堀越学園:配置転換訴訟 「通勤に往復5時間」 本人尋問で詳細証言 /群馬

堀越学園:配置転換訴訟 「通勤に往復5時間」 本人尋問で詳細証言 /群馬
毎日新聞 2011年10月7日(金)11時21分配信

 ◇被告側は「命令権の範囲」−−地裁高崎支部
 学校法人堀越学園(高崎市、王豊理事長)が運営する創造学園大の男性職員(56)が、同学園が経営する川場村の宿泊施設に配置転換されたのは、別会社への転籍を拒否したことに対する見せしめだとして配転の無効確認を求めた訴訟で、職員への本人尋問が6日、前橋地裁高崎支部(松丸伸一郎裁判長)であった。職員は転籍承諾書へのサインを断った3時間後に配置転換を命じられたことや、長時間通勤による過労で体調を崩したことなどを証言した。
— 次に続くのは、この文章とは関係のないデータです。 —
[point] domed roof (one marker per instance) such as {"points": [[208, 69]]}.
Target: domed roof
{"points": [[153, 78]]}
 職員によると、10年4月に転籍承諾書への署名を断った3時間後、同大の事務長から川場村の「萱の家」に配置転換が伝えられた。その際、堀越哲二理事長(当時)の命令との説明を受けたという。
 職員宅は高崎市内にあり、新職場までは片道50キロ以上あるが、高速道路料金の請求は認められず通勤に往復5時間かかるようになった。距離に応じて支給される通勤手当の増額もなく、ガソリン代節約のために軽自動車に替えたという。
 職員は10年11月の提訴後も勤務を続けたが、今年4月下旬に自宅で倒れ、診察を受けた医師に「過労が原因。長時間通勤を続けていたら治らない」と言われた。診断書を添えて仕事を休んでいるが、5月から給与が支払われず、病気休職時に支給される私学共済の「傷病手当金」の手続きも行われていないという。
 さらに、職員は「配置転換後は急に休日出勤や残業を命じられることもあり、配転は嫌がらせと感じた」と述べた。
 学園側は「学園の施設への転勤は命令権の範囲内で合理性を欠くものではない」などと主張している。この日の反対尋問で「転籍により待遇面では変わらないと説明されたのではないか」などと質問し、職員は「転籍後2カ月は給料が変わらないと説明された」などと答えた。